Monday, October 4, 2010

Two Way Traffic

I was at a rummage sale over the weekend that was held inside a parking garage. The entire first floor was full of tables with items for sale. Around the tables were the signs usually seen in a parking garage: right turn only, slow, and two way traffic. And, of course, there were speed bumps.

I passed by a table full of kitchen items and my power chair rose up and down. A nearby four or five year old squealed in delight, so I did it again.

"Can I do that, Mommy?" she asked.

Her mother turned, saw me and hustled the kid away. Spoil sport.

It was very crowded, so I had to have fun surreptitiously. After all, nothing like getting in someone's way while I'm having fun, for crying out loud. It's bad enough if I'm in their way by necessity, like while I'm searching for a colander.

That's because the concept of two way traffic really doesn't apply to wheelchairs yet in some folks' minds. I can tell because when I'm near a table looking at items, I'm asked to move out of their way. And when I find a spot away from the table to wait for the person I'm with, I'm asked to move from there too because I'm "in the way".

I'd suggest that in some instances, finding a place to put a two hundred pound power chair that isn't in the way would require a hoist to lift it to the ceiling. Nevertheless, it appears that I'm supposed to make its size, length and presence disappear.

As my nephew succinctly put it after I was asked for the umpteenth time to move "Where are you supposed to go?"

I'm sure people have thoughts on that.

I don't believe it's just the physical layout of places that causes all of this. Crowded conditions highlight the fact that people on foot and people using wheelchairs move differently. Our lanes of traffic, so to speak, don't always get recognized as such. This happens even when it's not so crowded.

People with disabilities are still fighting for our place in society. That literally means that sometimes you have to stand (or sit) your ground. When aisles are wide enough and people still complain, consider that perhaps it's not that so much that your wheelchair is in their way, but that they perceive it as such because it challenges their idea of moving around in the world. If poor planning results in spaces not being large enough for your wheelchair, consider mentioning this to those running the event. Know your rights under the ADA. For example, under the Amendments to the ADA, wheelchairs are allowed in all areas open to pedestrian use. Be brief, succinct and civil, but speak up. Do it for the next person in a wheelchair until more people understand and follow the law.


After seventeen years of making a commitment to show up, I know there are times that going out for fun turns out to be an exercise in advocacy. Even when the aisles are wide enough and there shouldn't be an issue, I've learned that there are still narrow attitudes out there that haven't changed.
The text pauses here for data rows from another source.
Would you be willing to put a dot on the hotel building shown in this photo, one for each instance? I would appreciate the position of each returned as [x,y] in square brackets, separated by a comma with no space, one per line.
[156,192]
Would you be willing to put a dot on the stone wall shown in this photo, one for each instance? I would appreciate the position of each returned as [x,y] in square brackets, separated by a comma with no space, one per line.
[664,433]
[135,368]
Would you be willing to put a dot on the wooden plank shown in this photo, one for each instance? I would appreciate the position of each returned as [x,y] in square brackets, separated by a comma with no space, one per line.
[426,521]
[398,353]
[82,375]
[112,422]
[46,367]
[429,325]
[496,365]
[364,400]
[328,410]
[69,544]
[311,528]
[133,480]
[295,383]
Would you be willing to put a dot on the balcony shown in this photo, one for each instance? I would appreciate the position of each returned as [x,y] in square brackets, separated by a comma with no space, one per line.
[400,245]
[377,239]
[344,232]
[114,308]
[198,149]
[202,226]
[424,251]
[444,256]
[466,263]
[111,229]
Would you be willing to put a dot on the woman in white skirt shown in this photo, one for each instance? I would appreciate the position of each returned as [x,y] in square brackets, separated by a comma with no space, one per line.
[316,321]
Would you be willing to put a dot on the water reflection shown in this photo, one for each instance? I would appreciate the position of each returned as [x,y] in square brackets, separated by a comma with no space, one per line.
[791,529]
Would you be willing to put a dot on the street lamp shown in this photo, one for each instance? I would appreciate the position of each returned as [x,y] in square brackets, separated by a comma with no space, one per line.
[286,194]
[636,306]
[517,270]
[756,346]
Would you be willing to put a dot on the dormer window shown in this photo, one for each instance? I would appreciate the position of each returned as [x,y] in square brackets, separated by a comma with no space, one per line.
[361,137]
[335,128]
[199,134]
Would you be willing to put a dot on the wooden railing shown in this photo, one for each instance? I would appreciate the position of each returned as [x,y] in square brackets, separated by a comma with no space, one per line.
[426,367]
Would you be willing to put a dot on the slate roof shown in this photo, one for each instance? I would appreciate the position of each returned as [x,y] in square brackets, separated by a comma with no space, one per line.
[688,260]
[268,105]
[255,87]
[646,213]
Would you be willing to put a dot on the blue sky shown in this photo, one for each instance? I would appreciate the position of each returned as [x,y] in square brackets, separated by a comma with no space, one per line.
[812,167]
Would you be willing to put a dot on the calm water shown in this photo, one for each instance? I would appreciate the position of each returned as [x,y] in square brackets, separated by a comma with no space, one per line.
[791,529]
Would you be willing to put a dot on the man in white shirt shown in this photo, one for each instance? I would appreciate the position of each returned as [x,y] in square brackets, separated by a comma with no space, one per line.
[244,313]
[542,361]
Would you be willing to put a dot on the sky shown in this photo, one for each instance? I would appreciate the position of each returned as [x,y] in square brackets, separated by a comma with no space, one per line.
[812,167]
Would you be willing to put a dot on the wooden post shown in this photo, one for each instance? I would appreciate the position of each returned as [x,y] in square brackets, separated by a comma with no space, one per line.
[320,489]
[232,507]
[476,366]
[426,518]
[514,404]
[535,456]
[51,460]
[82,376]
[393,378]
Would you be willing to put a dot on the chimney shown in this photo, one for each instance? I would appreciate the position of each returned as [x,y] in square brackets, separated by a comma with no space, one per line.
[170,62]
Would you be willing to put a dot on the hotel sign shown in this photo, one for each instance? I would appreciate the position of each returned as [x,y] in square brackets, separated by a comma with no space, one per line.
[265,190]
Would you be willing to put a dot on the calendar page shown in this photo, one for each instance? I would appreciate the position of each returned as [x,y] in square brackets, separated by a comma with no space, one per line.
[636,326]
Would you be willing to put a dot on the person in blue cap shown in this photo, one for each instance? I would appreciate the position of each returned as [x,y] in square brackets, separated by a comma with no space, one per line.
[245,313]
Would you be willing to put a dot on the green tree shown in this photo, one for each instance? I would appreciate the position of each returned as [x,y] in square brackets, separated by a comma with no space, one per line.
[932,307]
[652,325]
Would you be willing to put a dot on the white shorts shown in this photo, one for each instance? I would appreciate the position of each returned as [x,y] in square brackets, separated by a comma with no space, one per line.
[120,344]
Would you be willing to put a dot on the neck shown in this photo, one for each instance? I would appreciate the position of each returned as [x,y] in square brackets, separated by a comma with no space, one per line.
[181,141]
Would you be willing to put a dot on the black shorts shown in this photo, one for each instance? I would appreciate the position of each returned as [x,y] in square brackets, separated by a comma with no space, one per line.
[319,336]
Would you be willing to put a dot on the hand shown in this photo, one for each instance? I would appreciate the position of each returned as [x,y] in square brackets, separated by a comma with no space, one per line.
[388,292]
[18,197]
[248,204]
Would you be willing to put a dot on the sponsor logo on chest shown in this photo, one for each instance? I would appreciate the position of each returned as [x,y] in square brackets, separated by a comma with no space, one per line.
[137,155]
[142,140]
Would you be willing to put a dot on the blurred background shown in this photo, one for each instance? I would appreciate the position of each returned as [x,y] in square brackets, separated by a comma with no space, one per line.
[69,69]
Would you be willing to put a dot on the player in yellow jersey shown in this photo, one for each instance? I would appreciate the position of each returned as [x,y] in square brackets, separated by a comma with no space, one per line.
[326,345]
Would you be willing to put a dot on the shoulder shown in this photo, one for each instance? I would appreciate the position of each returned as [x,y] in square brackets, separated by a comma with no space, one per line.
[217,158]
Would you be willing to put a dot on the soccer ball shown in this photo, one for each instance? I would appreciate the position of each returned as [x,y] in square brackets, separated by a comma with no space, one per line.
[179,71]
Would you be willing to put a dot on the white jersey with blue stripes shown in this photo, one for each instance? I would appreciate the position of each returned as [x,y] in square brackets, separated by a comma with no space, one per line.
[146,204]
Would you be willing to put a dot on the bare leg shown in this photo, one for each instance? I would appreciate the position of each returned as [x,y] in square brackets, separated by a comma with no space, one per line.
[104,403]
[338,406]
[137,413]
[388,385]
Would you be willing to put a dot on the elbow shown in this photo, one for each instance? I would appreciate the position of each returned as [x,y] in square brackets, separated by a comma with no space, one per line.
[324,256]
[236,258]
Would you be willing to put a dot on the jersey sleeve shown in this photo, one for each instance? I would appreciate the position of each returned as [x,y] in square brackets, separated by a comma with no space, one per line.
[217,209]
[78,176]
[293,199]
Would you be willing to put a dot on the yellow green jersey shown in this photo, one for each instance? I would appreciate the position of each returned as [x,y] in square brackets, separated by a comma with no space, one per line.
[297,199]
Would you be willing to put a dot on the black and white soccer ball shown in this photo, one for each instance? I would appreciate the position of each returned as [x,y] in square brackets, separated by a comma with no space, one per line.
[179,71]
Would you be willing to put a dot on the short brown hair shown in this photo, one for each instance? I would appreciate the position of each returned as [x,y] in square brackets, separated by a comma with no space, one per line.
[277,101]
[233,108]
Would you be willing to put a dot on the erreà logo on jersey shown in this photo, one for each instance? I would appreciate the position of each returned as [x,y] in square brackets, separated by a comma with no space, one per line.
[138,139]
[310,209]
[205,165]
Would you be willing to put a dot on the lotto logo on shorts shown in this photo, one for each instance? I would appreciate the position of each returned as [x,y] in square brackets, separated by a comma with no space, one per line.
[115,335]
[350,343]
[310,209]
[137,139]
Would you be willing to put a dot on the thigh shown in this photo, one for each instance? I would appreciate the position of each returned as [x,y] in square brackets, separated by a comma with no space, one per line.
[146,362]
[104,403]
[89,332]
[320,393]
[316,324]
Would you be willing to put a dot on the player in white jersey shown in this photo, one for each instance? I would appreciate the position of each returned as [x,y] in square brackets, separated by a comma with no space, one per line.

And where are we supposed to go? As I told my nephew "Everywhere that everyone else does."

4 comments:

Disabled NYC said...

Occasionally, it's useful to be the 300 pound gorilla. I sometimes order General Admission tickets to concerts instead of going to the wheelchair section, and a few times security guards have tried to kick me out, thinking I shouldn't be allowed in with the rest of the public. I repeat "I'm not going anywhere, I paid for my ticket like everybody else," until they realize there's no way they can force me to move. Only once has a guard gone for a supervisor, yelling "There's no way you're allowed in GA!", while I explained to the very nervous guards left with me that the wheelchair section was provided as a convenience to wheelchair users, but to require me to stay there would be segregation. The first guard returned shamefaced and quietly said "You can stay.", so he must have gotten some version of my speech from the supervisor.

(And then the head of the band's security team came up and politely asked if I would like to move to the VIP section next to the stage where it was less crowded. Well, ok! Since you put it that way...)

Ruth said...

That's a great story. Yep, I hear what you're saying about being the 300 pound gorilla being useful sometimes!

Dirty Butter said...

A great comment. But it doesn't change the fact that it's been several years I guess since I read your blog, but you are still having to fight for the same things you did back then. How sad.

As a Southerner, I'd like to think you don't live in our neck of the woods. I just can't imagine people around here behaving this way. They might think it, but I just can't see anyone actually being brazen enough to tell you to move out of the way!

Thomas Nelson said...

A few years ago I had a front row ticket to a Tom Petty concert at a venue in San Francisco. I had a great view of the stage...until people stood up. When I tried to move forward instead of helping me get to the front the security guards pushed me back. Sensitivity training perhaps?